I exited out into the breezy Toronto night, aware that I’d experienced a genuine pleasure.  One of life’s little such pleasures, it seemed.

  1. contoveros says:

    Life’s little pleasures all exist in the present, when one discovers the joys of the moment. I think most writers learn to enjoy the moment for the rich possibilities that each provide to mine, explore and savor for a possible story, a truth, some meaning hidden until half a glass is carefully nursed and the first hint of inspiration arises.

    Jazz man. Smooth jazz.

    kinda like your voice over the radio here. Easy to listen to. Nice to return to for more.

    michael j


    • I know what you mean (I mean I *really* know what you mean). When my mine stops scurring around like a rat in a maze, I can stop and observe what’s going on, and that’s when the soaking up of atmosphere can happen.

      Your words take me back to that old comedy show WKRP in Cincinatti, when Venus is on the air, with his smooth voice and mellow sounds.

      By the way, this has become a kind of ritual or habit for me – dropping into that bar late at night, just to relax, read and drink. Not every night of course, but regularly for sure.

      I was thinking: any time you want to pay a visit to Toronto, please let me know. I’ll spot you a glass of wine or a beer if that’s your poison. :)


  2. Loree says:

    That sounds like a damnstraight perfect evening from here. I’m with her – I read a ton of books and am RESISTING RESISTING RESISTING. I do so like the way books feel and act. :))


    • Yes, you both have a good point when it comes to books with pages and spines. This ebook is growing on me though: I don’t have to plan a trip to the bookstore when I’m running low. Just have to go to my online bookstore, make a purchase and the material’s in my hands within a few seconds.

      Instant gratification.


  3. Loree says:

    wow, That’s the scariest smiley face in the history of the planet.


  4. contoveros says:

    Red wine. From a jug, not the expensive kind.



    • Sounds good but…I get headaches really easy with red wine. Which is really too bad.
      White wine – Chardonnay actually – seems to work well, even better than beer.

      Oh wait – you meant what to serve you when you come to Toronto. Right. Making notes now. :)


  5. wordofabe says:

    I read this while riding my motorcycle through the redwoods of the Northern California coast. I had been thinking of how I wanted to write a blog about “moments”. You know, when everything aligns and it is just so… Then I read your post and saw that you were writing about this very thing! Well…I’m still gonna write it. :)
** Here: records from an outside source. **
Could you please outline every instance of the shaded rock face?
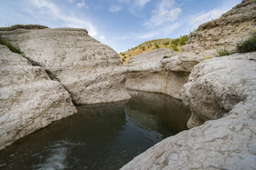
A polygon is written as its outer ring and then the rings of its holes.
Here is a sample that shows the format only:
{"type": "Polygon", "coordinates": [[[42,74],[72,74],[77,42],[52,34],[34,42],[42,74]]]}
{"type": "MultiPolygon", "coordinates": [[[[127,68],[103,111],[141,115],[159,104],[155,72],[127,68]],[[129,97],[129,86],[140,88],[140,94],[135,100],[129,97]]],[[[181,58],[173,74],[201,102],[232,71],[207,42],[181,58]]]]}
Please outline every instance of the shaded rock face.
{"type": "Polygon", "coordinates": [[[256,53],[236,54],[206,60],[194,67],[182,88],[183,102],[193,115],[188,127],[222,117],[256,91],[255,58],[256,53]]]}
{"type": "Polygon", "coordinates": [[[0,149],[74,113],[71,98],[59,82],[0,45],[0,149]]]}
{"type": "Polygon", "coordinates": [[[196,120],[222,118],[163,140],[122,169],[254,169],[255,58],[256,53],[236,54],[197,65],[183,100],[196,120]]]}
{"type": "Polygon", "coordinates": [[[199,57],[192,53],[177,54],[167,48],[133,56],[125,65],[128,72],[125,87],[161,93],[180,99],[180,89],[198,62],[199,57]]]}
{"type": "Polygon", "coordinates": [[[84,29],[17,29],[1,31],[0,35],[59,80],[76,104],[130,98],[118,54],[84,29]]]}
{"type": "Polygon", "coordinates": [[[214,56],[218,50],[234,50],[237,43],[255,34],[256,1],[244,0],[219,19],[205,23],[191,34],[184,51],[214,56]]]}

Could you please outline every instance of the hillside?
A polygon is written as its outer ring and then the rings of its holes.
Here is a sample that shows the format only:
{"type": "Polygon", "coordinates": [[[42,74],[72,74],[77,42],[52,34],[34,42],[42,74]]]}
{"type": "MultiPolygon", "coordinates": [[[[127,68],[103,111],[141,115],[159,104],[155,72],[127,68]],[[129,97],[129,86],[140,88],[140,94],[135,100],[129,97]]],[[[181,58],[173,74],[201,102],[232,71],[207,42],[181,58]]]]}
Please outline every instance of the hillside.
{"type": "Polygon", "coordinates": [[[176,52],[181,52],[184,45],[187,44],[187,35],[180,36],[176,39],[163,38],[146,41],[126,52],[120,53],[120,57],[126,63],[131,57],[157,48],[169,48],[176,52]]]}

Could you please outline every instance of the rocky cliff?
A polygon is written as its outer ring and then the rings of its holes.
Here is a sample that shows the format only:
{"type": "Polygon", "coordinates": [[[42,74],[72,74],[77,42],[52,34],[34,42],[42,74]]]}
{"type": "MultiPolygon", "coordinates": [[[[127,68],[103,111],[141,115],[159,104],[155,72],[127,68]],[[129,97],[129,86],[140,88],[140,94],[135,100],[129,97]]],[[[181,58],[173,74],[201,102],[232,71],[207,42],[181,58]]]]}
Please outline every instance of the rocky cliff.
{"type": "Polygon", "coordinates": [[[16,29],[0,31],[0,36],[59,81],[76,104],[130,97],[118,54],[89,36],[85,29],[16,29]]]}
{"type": "Polygon", "coordinates": [[[191,126],[208,121],[158,143],[122,169],[254,169],[255,68],[256,53],[197,65],[182,96],[195,117],[191,126]]]}
{"type": "Polygon", "coordinates": [[[202,58],[192,53],[177,54],[160,48],[132,57],[125,65],[125,87],[156,92],[180,99],[180,90],[187,82],[193,66],[202,58]]]}
{"type": "Polygon", "coordinates": [[[0,149],[74,113],[62,85],[42,67],[0,45],[0,149]]]}
{"type": "Polygon", "coordinates": [[[234,50],[237,43],[251,36],[256,30],[256,1],[243,0],[219,19],[198,26],[188,35],[183,51],[215,56],[218,50],[234,50]]]}

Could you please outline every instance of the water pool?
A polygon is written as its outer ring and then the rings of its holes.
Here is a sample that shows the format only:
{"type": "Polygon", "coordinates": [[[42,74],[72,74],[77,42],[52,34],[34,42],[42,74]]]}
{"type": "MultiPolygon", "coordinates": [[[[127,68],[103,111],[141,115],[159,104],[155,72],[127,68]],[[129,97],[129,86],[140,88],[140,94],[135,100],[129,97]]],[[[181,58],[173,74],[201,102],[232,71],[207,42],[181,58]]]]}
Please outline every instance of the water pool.
{"type": "Polygon", "coordinates": [[[170,96],[131,92],[128,101],[78,105],[0,152],[0,169],[119,169],[164,138],[186,130],[190,111],[170,96]]]}

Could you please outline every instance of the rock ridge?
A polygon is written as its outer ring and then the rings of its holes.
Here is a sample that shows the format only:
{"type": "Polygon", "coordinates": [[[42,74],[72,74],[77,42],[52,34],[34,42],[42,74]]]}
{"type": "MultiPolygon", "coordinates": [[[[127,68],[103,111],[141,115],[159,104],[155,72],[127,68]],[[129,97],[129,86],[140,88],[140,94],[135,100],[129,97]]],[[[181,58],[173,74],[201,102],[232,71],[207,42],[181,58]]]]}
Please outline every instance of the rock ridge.
{"type": "Polygon", "coordinates": [[[42,67],[0,45],[0,149],[76,112],[68,92],[42,67]]]}
{"type": "Polygon", "coordinates": [[[163,140],[122,169],[254,169],[255,57],[235,54],[196,65],[182,96],[196,118],[208,121],[163,140]]]}
{"type": "Polygon", "coordinates": [[[75,104],[130,98],[118,54],[79,28],[17,29],[0,35],[42,65],[69,91],[75,104]]]}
    Excellent capture of the essence of a nice evening.


    • You’re a scary dude, if you’re reading blogs while riding your motorcycle. :)

      Moments are a little more difficult to write for me. I like interaction and action. Which I suppose is a good enough reason to tackle the moments instead. Got to hone those skills somehow, r ight?


  6. Momma Fargo says:

    Awesome! We don’t have any “jazzy” bars…have to impersonate it at home with music and wine…it’s not the same is it?


    • Heh. I’ve tried it and can you tell you that no – it is definitely not the same.

      For one thing – at the jazzy bar, someone else picks out the music. :) And they serve you your wine when you’re getting low.


  7. Nadia Chyme says:

    Hmmm.. kinda sweet. Honey. Jazz. Reading. Wine. What more could you ask for? Kind of a perfect simple night… thanks for the idea. Sounds perfect!